Safety & mutation control

This is the highest-stakes surface of an agent-CLI, and the one the real-world crop most often gets wrong (see Antipatterns). It refines invariants I2 and I9.

An agent acts on inference and can be wrong or adversarially steered, so the safe path is the default:

  • State-changing operations MUST be off unless the caller explicitly opts in — a single global gate (--allow-mutations / --write) read by every mutating command is the clearest shape.
  • A blocked mutation returns a structured error with a dedicated exit code (e.g. MUTATION_BLOCKED), so the agent can distinguish “blocked — ask permission” from a real failure.
  • The guarantee lives in the binary. Putting confirmation only in a wrapper/skill is an antipattern: an agent that shells out directly bypasses it.

If a tool has no mutating commands by design (a pure state-gatherer), the gate becomes an input validator: a generic passthrough (tool run "<cmd>") refuses anything that isn’t a read, returning a structured WRITE_REFUSED, and there is deliberately no escape flag — “no writes” is the product boundary, not a toggle. Gate operationally heavy reads (debug, full dumps) behind their own explicit opt-in.

A human types y; an agent cannot. So:

  • --yes / --force MAY bypass a confirmation for scripted/agent use.
  • A bare --yes MUST NOT act on an implicit or wildcard target — the dangerous target must be named explicitly.
  • Scale friction to severity: trivial change → just do it; destructive change → require the target be named, or a typed confirmation token that is still scriptable.
  • Every mutating command SHOULD support --dry-run: perform the full plan, print what would change (as JSON under --json), change nothing, exit 0.
  • For high-stakes changes, prefer reviewed-plan apply: --dry-run emits a plan plus a hash; a separate apply <hash> executes only that exact plan. This closes the time-of-check / time-of-use gap that a blind --yes opens — the artifact reviewed is the artifact executed (the model Terraform uses with saved plan files).
  • Prefer idempotent/declarative verbs (ensure, apply, sync) so an agent’s retries don’t double-act; “delete an already-gone thing” is a soft success, not an error.
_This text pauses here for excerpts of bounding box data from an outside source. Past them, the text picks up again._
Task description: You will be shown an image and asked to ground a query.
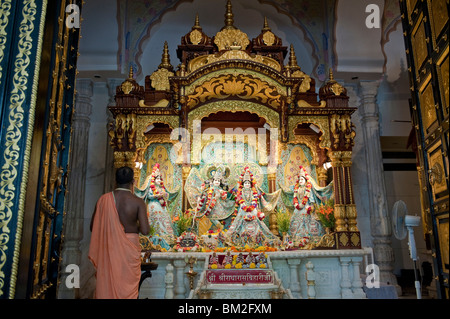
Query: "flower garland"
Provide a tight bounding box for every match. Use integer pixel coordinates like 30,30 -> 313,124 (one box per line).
150,163 -> 167,207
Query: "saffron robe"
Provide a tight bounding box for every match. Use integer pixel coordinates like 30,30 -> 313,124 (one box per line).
88,192 -> 141,299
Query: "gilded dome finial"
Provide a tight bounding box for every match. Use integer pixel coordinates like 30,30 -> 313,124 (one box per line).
222,0 -> 236,30
158,41 -> 173,71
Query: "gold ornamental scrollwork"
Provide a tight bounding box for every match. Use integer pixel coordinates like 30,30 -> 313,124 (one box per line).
288,115 -> 331,149
263,31 -> 275,46
188,100 -> 279,165
188,100 -> 279,129
184,68 -> 287,97
136,115 -> 179,149
187,74 -> 281,109
0,0 -> 11,83
150,68 -> 175,91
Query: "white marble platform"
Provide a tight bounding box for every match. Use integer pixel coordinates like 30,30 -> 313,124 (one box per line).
139,249 -> 370,299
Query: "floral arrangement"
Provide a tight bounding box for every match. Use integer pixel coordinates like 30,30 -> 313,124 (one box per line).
315,199 -> 336,228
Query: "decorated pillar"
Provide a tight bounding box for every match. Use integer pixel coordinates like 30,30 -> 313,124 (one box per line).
319,70 -> 361,248
359,81 -> 397,284
58,79 -> 94,299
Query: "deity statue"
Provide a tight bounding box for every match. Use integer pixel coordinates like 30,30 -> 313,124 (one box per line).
227,167 -> 280,246
186,165 -> 234,233
282,166 -> 333,247
135,163 -> 175,248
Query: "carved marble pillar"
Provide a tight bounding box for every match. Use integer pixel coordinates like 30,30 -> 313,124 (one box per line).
359,81 -> 397,285
103,78 -> 123,193
173,259 -> 186,299
288,259 -> 302,299
58,79 -> 94,299
339,257 -> 353,299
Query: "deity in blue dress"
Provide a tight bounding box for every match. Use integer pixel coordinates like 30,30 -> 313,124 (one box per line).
283,166 -> 332,247
135,163 -> 175,249
226,167 -> 280,247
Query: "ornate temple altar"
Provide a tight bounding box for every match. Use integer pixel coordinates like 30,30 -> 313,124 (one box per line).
108,1 -> 367,298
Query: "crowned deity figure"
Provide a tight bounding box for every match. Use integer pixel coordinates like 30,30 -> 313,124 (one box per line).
135,163 -> 175,246
284,166 -> 332,247
189,165 -> 234,230
227,167 -> 280,246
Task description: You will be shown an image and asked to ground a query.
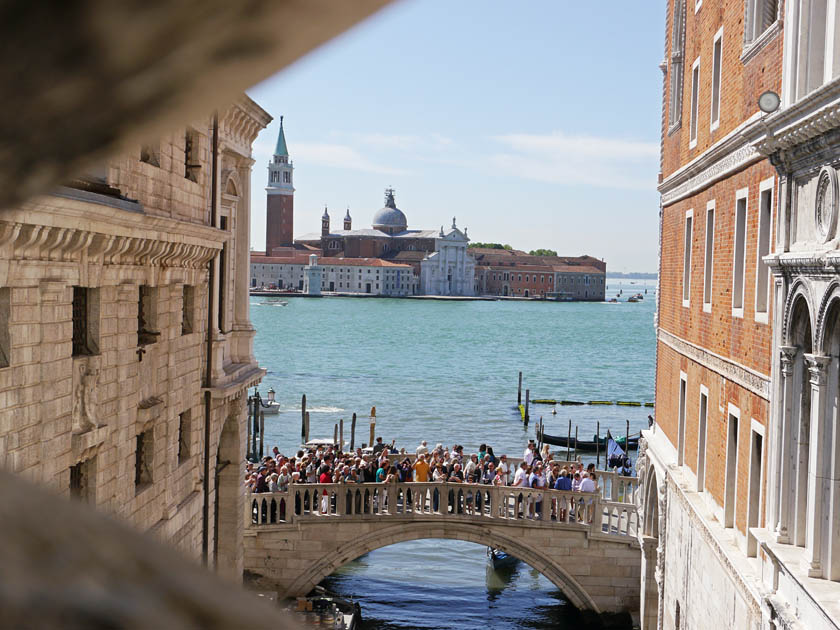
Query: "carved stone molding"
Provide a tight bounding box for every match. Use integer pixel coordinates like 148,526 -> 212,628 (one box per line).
0,222 -> 217,269
658,328 -> 770,401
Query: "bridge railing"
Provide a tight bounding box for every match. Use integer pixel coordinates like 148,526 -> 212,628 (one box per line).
245,482 -> 638,537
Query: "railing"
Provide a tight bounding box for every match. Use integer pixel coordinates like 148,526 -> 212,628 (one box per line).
245,482 -> 638,537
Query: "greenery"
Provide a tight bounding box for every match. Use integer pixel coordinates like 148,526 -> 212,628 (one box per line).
469,241 -> 513,250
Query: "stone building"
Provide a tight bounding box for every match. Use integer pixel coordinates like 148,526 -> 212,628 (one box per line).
296,188 -> 475,296
0,96 -> 271,579
639,0 -> 840,630
251,252 -> 419,297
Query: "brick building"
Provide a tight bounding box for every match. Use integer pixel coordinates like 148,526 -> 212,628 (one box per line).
640,0 -> 840,629
0,96 -> 271,580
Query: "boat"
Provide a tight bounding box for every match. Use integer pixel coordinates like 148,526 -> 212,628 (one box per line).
537,427 -> 639,453
487,547 -> 519,571
291,586 -> 362,630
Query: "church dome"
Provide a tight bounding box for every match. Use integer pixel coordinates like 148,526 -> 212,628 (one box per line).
373,188 -> 408,233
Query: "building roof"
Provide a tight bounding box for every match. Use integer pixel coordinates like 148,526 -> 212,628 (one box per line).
274,116 -> 289,157
373,188 -> 408,229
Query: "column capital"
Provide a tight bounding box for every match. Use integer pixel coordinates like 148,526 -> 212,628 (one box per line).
779,346 -> 799,376
804,354 -> 831,385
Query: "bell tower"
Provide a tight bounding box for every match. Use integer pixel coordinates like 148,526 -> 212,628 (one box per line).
265,116 -> 295,256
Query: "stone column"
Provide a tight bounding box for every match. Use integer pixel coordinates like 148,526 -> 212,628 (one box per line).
774,346 -> 796,544
803,354 -> 831,577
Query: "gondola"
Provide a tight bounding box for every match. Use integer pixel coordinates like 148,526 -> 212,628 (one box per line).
487,547 -> 519,571
537,427 -> 639,453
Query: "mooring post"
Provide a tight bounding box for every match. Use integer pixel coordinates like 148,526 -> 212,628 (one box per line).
257,410 -> 265,459
300,394 -> 309,444
525,389 -> 531,424
595,420 -> 601,470
566,418 -> 572,462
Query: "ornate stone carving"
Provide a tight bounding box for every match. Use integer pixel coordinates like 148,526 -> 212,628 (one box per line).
73,360 -> 99,433
814,166 -> 837,243
659,328 -> 770,400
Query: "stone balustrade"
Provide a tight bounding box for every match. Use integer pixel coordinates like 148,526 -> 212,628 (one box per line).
245,484 -> 638,537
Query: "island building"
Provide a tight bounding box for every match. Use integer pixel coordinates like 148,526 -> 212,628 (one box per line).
469,248 -> 607,302
639,0 -> 840,630
0,96 -> 271,580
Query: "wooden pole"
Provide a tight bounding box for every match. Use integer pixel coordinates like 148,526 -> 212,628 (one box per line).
624,420 -> 630,457
257,410 -> 265,459
300,394 -> 309,444
595,420 -> 601,470
525,389 -> 531,424
566,418 -> 572,462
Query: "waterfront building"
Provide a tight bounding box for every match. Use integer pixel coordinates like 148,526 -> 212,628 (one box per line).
639,0 -> 840,630
470,248 -> 607,302
251,252 -> 419,297
295,188 -> 475,296
0,96 -> 271,580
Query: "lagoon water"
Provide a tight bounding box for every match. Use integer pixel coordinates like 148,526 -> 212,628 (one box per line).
251,279 -> 655,630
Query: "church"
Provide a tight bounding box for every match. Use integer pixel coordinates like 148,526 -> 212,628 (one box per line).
260,117 -> 475,296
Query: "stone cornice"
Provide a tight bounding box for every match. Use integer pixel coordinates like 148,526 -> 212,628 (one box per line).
657,328 -> 770,401
0,197 -> 223,269
657,112 -> 764,206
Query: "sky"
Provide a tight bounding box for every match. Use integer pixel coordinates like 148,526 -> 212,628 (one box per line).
248,0 -> 665,272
When a tool acts across many targets (a fleet), isolate per-target failures — one unreachable host must not fail the others — and return a partial-success exit code when any target failed. Default targeting must never silently fan a mutation out to everything.

Output that originates from an external, attacker-influenceable source — message bodies, interface descriptions, neighbor names, logs, web pages, ticket text — is a prompt-injection vector. In agent-facing output it MUST be fenced as untrusted:

  • Wrap raw free text in explicit BEGIN/END UNTRUSTED … markers, and/or set an "untrusted": true flag on the carrying JSON object.
  • Default this on in agent mode. Of the real-world crop, essentially one tool fenced untrusted content at all, and even then it was opt-in — make it the default.

Capability assumption: fencing matters as long as agents may follow instructions found in their context. If models become reliably immune to injected instructions, this relaxes — see Evolution.